Other moms out there will probably tell you that when your body hits that point, the urge to push is uncontrollable. It is what your body is naturally wanting to do. So at a moment like this, fighting nature is hard. And painful. And for an HOUR AND A HALF, I "didn't push." And by didn't push, I mean I suffered in some pretty extreme agony for that hour and a half. I would make it halfway through the contraction and then all hell would break lose. Every time. At one point, I was given a booster for my epidural because the pain was more than I could tolerate.
After that hour and a half, I was finally told that I could start pushing. YAY!!!!! Now we were talking! Except this is me we are talking about ... one hour into pushing and the little guy had not budged. Not even a little. At this point his soft spot was swelling through the cervix [he still has a lovely bruise] but the rest of his head decided it didn't want to make an appearance yet. I fully believe at this point, any other medical team would have sent me in for a c-section because I had been laboring so long & so intensely. Not to mention my kiddo's unwillingness to descend. But you know what guys? My team was amazing. The OB from my clinic was on call that night [at this point, we are WELL into the evening] and he let me keep going.
And it was here that the little guy finally started to do what he needed to do to come down that birthing canal. Unfortunately [again, this is me] I had spiked a fever of almost 101 degrees, so I was put on antibiotics [which I stayed on through Thursday night] and oxygen. But we were making progress! PROGRESS! And one hour later [yes, another whole hour of pushing!] at 12:06 am on Thursday morning, Lucas Cutler made his appearance into the world.
Little Man, getting some work done. Poor baby! |
After about 30 minutes, they brought my little green monster over to me and it was of course, love at first sight. Hearing "It's A Boy!" was completely surreal. He was beautiful and wonderful and everything that we had worked so hard for over so many years. Having him in my arms, despite EVERYTHING that we had gone through over the last three days was worth it. The pain. The misery. The tears. Worth every single minute of what we went through. My husband was a ROCK through the whole thing, telling me to keep going when there were MANY moments where I wanted to give up. Same with my friend Jenny, who was there with us the entire afternoon and evening, through the thick of it. Without them, I would have given up. There was a brief moment where I thought a c-section would be a welcome relief!
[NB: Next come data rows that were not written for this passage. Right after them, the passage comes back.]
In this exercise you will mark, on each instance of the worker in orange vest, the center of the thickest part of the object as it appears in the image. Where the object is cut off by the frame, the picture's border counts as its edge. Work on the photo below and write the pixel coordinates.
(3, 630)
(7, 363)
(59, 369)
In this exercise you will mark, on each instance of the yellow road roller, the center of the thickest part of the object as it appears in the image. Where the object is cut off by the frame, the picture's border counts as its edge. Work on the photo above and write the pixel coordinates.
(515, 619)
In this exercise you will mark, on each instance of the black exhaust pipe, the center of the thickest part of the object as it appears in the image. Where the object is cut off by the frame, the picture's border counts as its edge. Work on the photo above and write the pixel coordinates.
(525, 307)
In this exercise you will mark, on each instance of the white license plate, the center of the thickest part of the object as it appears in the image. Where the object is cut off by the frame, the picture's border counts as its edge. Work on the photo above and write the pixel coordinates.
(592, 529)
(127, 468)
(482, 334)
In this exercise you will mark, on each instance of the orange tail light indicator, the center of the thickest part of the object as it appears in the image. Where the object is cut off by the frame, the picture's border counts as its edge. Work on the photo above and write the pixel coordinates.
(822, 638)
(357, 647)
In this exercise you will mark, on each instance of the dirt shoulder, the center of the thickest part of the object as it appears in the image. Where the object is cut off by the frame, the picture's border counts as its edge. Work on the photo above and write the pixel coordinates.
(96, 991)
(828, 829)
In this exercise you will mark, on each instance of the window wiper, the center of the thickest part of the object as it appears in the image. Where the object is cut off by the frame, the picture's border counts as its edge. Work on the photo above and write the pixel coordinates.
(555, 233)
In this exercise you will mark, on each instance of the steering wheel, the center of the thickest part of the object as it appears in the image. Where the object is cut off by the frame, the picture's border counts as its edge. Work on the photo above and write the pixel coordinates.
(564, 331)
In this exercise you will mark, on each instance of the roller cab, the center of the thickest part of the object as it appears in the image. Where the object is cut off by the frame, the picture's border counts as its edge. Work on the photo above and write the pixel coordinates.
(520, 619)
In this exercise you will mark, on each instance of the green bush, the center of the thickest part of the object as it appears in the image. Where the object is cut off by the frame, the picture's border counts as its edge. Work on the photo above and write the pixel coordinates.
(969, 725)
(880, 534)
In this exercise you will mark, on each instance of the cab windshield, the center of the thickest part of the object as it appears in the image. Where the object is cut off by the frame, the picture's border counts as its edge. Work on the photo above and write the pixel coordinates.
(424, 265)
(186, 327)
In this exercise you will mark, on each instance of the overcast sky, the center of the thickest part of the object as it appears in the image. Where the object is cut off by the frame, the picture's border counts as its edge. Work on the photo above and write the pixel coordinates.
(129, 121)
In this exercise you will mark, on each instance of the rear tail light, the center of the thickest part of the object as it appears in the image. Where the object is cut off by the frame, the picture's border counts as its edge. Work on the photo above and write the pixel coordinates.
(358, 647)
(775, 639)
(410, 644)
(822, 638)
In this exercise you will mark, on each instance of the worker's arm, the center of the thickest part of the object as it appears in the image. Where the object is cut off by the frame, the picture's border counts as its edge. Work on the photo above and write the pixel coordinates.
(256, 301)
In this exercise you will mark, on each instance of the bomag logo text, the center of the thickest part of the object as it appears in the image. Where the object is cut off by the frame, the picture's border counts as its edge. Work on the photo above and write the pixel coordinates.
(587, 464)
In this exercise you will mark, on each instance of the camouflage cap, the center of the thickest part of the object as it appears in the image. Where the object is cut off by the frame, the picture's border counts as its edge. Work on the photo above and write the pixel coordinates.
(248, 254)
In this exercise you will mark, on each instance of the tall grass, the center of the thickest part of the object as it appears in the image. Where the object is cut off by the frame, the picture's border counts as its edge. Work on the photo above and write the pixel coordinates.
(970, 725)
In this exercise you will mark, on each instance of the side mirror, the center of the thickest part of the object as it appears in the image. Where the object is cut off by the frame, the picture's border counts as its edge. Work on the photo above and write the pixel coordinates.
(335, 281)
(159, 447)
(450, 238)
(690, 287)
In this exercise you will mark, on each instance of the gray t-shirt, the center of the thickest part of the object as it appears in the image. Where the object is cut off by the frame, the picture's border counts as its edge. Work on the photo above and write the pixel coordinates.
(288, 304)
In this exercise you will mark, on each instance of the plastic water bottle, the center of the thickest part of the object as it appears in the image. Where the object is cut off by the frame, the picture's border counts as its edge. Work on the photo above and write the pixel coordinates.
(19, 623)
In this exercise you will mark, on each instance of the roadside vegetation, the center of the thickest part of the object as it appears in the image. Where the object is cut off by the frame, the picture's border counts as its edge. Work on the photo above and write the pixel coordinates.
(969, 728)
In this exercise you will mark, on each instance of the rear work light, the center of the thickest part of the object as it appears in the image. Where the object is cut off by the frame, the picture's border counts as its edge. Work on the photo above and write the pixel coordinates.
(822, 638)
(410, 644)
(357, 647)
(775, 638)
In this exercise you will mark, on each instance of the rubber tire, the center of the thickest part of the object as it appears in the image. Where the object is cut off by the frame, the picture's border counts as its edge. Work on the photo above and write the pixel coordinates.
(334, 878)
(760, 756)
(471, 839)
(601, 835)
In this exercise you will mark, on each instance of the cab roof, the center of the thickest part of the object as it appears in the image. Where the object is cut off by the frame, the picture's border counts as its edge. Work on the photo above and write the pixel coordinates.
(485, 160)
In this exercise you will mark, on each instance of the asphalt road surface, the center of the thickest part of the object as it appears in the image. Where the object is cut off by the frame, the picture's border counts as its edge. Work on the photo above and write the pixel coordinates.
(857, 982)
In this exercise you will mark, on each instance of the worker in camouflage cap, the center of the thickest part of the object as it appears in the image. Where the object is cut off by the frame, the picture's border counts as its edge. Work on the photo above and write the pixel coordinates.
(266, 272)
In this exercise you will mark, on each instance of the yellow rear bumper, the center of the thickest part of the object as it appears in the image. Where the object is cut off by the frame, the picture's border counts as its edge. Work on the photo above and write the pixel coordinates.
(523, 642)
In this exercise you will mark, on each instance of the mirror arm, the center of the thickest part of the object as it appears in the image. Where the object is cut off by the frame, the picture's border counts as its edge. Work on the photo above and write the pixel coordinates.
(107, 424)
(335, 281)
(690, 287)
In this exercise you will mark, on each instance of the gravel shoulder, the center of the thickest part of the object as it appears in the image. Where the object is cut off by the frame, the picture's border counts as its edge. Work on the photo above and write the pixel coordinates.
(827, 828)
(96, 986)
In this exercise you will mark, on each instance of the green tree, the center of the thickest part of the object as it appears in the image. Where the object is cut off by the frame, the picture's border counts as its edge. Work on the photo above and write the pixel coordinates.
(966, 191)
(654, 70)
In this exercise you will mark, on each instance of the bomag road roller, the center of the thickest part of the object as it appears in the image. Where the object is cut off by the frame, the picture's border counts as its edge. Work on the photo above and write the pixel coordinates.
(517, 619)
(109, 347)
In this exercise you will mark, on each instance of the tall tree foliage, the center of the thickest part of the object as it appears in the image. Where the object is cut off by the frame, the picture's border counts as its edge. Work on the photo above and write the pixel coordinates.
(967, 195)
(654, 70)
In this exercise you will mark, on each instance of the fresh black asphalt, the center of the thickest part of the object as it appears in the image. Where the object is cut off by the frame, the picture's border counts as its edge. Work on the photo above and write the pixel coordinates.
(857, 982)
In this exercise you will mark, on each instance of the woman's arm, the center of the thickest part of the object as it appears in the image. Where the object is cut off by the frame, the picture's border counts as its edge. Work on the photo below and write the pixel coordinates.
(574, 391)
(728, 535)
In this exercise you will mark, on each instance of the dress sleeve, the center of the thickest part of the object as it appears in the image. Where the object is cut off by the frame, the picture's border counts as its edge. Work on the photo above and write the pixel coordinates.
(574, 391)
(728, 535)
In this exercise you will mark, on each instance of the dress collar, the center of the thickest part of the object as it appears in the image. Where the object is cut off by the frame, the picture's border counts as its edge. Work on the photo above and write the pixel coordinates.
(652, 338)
What almost 48 hours of labor looks like! Worn but so, so happy |
The proud, proud papa! |
But this guy? He makes my heart melt. I love every piece of him.
8 comments:
Congrats on your baby boy!!!!!
He is so, so sweet and adorable! Congrats! And your husband? Could he HAVE a bigger smile? LOL So proud!
Congratulations! He is adorable. I'm sorry that your labor was so long and difficult, but relieved to hear that every bit of it was worth the result.
Congratulations! Sorry the labour was so long, but you did survive and the little one was totally worth it. :)
Congratulations, mama! He's beautiful. I'm sorry your labor was so long but I'm sure it was so worth it.
Congratulations!!! Our babies have the same bday! Wishing all the joy and bewilderment of parenthood. I bet he loves his mobile!
Whew! Great job Mom!!
Yay!! I am so behind on your posts! I'm finally getting to read this one.